Long process of revising plans for NC national forests nears crucial point

In November 2012, the U.S. Forest Service began work on a comprehensive revision of the Land Management Plan for North Carolina’s Pisgah and Nantahala National Forests. It reasonably might have been expected to end in 2016. Instead, the politically complicated process remains underway with some crucial stages just ahead.

If the prospect of assisting a large federal agency in developing a comprehensive plan overseeing 1 million acres of public land makes you weary, you may not be alone.

The multi-year process of gathering science and public information to create a comprehensive management plan for Western North Carolina’s two national forests is approaching a major milestone: in late summer, the U.S. Forest Service expects to present a draft plan with management alternatives and a draft environmental impact statement.

The overall strategies outlined in the plan may have broad implications, including which acres and rivers are recommended for greater protection. Recommendations for management of forest resources could range from improving wildlife habitat to the protection of Native American cultural resources. A final management decision will be made in 2019 by the supervisor of the Forest Service’s North Carolina office.

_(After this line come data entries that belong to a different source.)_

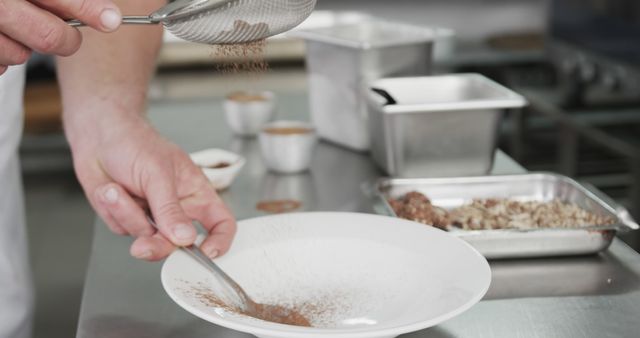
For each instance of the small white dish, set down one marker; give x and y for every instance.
(222, 177)
(287, 146)
(373, 276)
(247, 112)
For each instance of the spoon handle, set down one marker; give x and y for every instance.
(246, 303)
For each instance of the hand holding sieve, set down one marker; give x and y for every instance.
(225, 21)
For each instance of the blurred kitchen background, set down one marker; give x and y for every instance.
(577, 61)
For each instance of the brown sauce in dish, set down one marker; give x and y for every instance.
(278, 206)
(288, 130)
(218, 165)
(246, 97)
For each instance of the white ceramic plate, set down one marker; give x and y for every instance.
(372, 276)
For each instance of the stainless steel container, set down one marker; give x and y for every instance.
(450, 193)
(287, 146)
(437, 126)
(342, 60)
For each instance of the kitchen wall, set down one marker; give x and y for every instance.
(471, 19)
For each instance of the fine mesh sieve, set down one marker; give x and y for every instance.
(225, 21)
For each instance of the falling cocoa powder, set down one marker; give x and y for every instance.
(243, 57)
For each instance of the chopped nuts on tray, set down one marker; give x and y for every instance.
(486, 214)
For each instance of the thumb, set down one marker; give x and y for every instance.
(171, 219)
(102, 15)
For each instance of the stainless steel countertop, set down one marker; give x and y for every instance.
(596, 296)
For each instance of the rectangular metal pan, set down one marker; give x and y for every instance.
(450, 193)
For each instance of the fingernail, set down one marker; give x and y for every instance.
(110, 19)
(110, 195)
(211, 253)
(144, 254)
(183, 232)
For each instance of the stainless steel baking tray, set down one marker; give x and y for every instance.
(516, 243)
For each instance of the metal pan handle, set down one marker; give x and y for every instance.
(622, 212)
(377, 200)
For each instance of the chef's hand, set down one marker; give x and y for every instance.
(125, 166)
(37, 25)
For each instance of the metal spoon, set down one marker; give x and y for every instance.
(247, 306)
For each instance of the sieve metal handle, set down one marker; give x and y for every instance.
(129, 19)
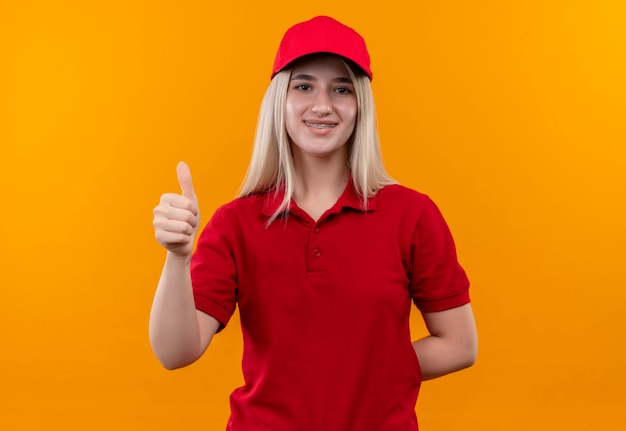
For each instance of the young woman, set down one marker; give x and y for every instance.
(323, 253)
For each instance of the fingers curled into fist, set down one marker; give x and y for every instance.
(177, 217)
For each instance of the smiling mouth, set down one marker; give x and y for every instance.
(320, 125)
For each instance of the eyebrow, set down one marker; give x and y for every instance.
(305, 77)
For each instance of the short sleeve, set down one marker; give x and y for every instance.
(213, 270)
(437, 280)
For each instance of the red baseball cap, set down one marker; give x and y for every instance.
(322, 34)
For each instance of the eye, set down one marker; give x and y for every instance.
(343, 90)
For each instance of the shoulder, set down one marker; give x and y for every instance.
(399, 195)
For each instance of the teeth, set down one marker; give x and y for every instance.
(320, 125)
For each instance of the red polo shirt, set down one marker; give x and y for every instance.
(324, 306)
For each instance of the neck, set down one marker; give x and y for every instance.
(319, 183)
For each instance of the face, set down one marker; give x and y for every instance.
(321, 107)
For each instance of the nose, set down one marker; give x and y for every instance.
(322, 104)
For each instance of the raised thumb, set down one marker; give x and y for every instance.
(184, 179)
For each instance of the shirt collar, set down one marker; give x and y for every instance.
(348, 199)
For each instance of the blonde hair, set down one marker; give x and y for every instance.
(271, 166)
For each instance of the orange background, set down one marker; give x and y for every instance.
(510, 114)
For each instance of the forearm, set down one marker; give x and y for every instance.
(452, 344)
(174, 329)
(439, 356)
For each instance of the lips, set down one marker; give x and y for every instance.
(320, 125)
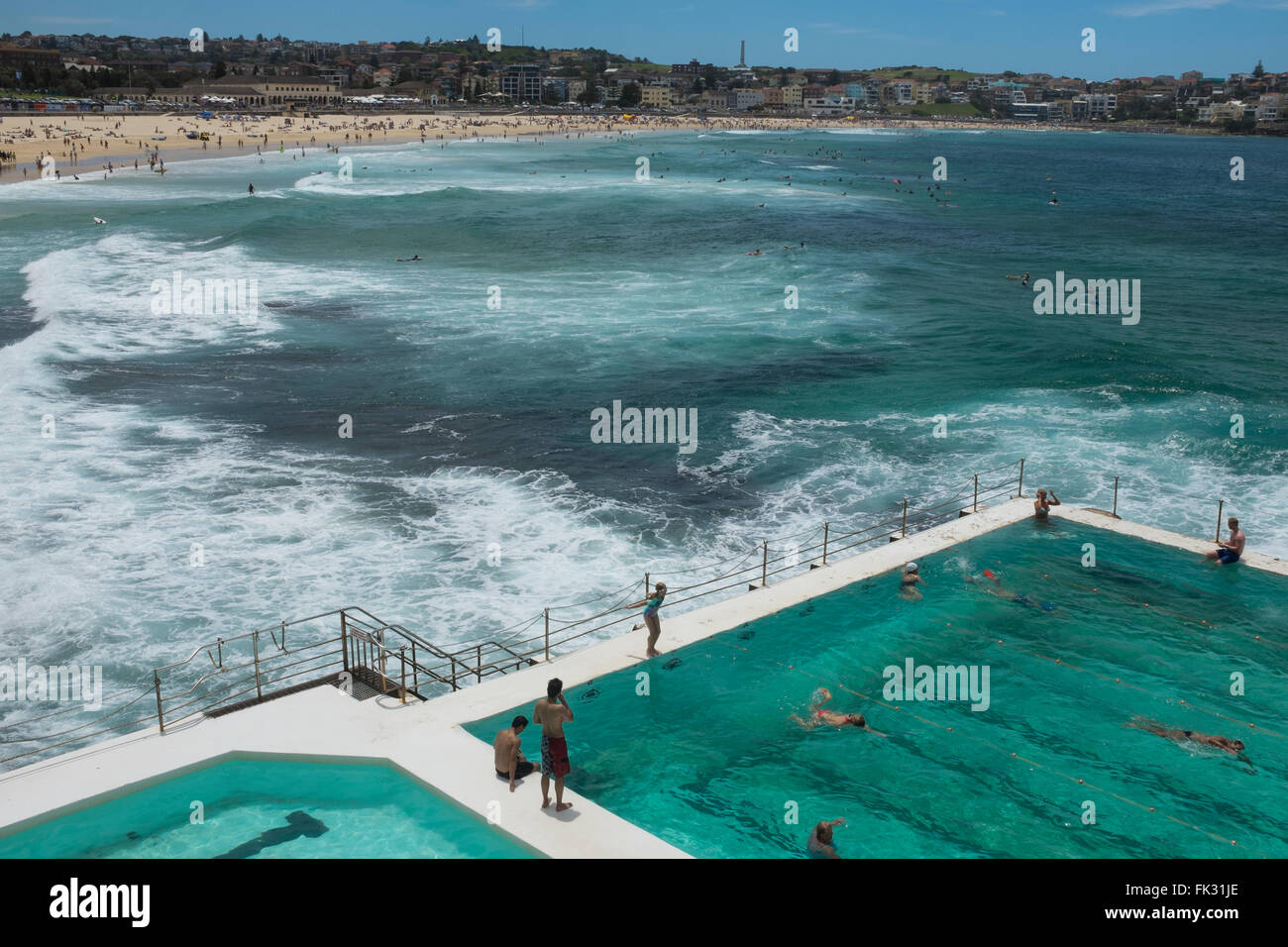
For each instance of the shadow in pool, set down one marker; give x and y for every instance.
(300, 823)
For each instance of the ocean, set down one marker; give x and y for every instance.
(171, 478)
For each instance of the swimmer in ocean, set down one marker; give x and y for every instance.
(820, 839)
(1232, 746)
(818, 715)
(909, 582)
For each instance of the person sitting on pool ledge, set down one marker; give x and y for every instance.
(820, 839)
(818, 715)
(1232, 746)
(509, 762)
(909, 582)
(1225, 553)
(1043, 504)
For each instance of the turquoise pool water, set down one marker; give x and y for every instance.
(709, 761)
(257, 808)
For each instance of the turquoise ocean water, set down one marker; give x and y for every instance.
(709, 759)
(471, 493)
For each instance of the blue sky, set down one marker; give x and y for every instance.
(1132, 37)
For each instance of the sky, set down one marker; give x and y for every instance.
(1132, 38)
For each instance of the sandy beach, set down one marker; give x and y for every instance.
(86, 141)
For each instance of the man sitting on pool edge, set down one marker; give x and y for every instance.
(1225, 553)
(819, 716)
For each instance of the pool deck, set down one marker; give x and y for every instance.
(428, 741)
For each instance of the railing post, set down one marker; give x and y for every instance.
(259, 690)
(156, 684)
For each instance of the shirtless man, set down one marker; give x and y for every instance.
(509, 762)
(820, 839)
(818, 715)
(552, 712)
(1043, 504)
(1232, 746)
(1225, 553)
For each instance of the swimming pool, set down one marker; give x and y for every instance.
(709, 762)
(259, 808)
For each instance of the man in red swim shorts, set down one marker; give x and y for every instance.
(552, 711)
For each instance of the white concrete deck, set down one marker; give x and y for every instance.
(1104, 521)
(426, 740)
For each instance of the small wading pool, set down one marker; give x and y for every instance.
(257, 808)
(711, 763)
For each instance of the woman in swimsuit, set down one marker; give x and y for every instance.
(655, 625)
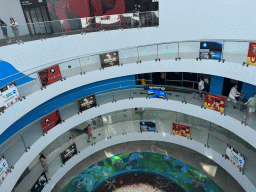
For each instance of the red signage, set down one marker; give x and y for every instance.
(181, 130)
(251, 58)
(214, 102)
(51, 121)
(50, 75)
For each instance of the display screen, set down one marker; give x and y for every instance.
(210, 50)
(87, 103)
(235, 157)
(147, 126)
(51, 121)
(109, 59)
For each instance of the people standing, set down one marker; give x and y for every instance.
(200, 87)
(252, 106)
(233, 94)
(14, 25)
(4, 29)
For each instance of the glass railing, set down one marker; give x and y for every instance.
(128, 121)
(49, 29)
(32, 132)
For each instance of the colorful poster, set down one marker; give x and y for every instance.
(251, 58)
(8, 96)
(235, 157)
(68, 153)
(50, 75)
(109, 59)
(51, 121)
(87, 103)
(147, 126)
(181, 130)
(4, 169)
(40, 183)
(210, 50)
(214, 102)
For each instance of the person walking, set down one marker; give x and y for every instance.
(200, 87)
(252, 106)
(233, 94)
(14, 25)
(4, 29)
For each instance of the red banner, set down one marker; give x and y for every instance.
(251, 58)
(181, 130)
(215, 103)
(50, 75)
(51, 121)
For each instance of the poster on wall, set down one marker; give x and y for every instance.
(214, 102)
(87, 103)
(109, 59)
(51, 121)
(181, 130)
(251, 58)
(4, 169)
(8, 96)
(40, 183)
(147, 126)
(158, 92)
(68, 153)
(235, 157)
(210, 50)
(50, 75)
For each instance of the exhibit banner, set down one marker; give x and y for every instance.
(8, 96)
(50, 75)
(51, 121)
(109, 59)
(235, 157)
(4, 169)
(251, 58)
(68, 153)
(210, 50)
(181, 130)
(40, 183)
(147, 126)
(87, 103)
(214, 102)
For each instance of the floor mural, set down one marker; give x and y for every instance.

To engage more residents of Western North Carolina in the plan revision, member organizations of the Nantahala-Pisgah Forest Partnership are sponsoring several expert panel discussions about the forest management plan at four locations throughout Western North Carolina this month. The events are not sponsored by the Forest Service. The Partnership is among several cooperative efforts formed around the revision to gather interest groups to discuss aspects of the plan.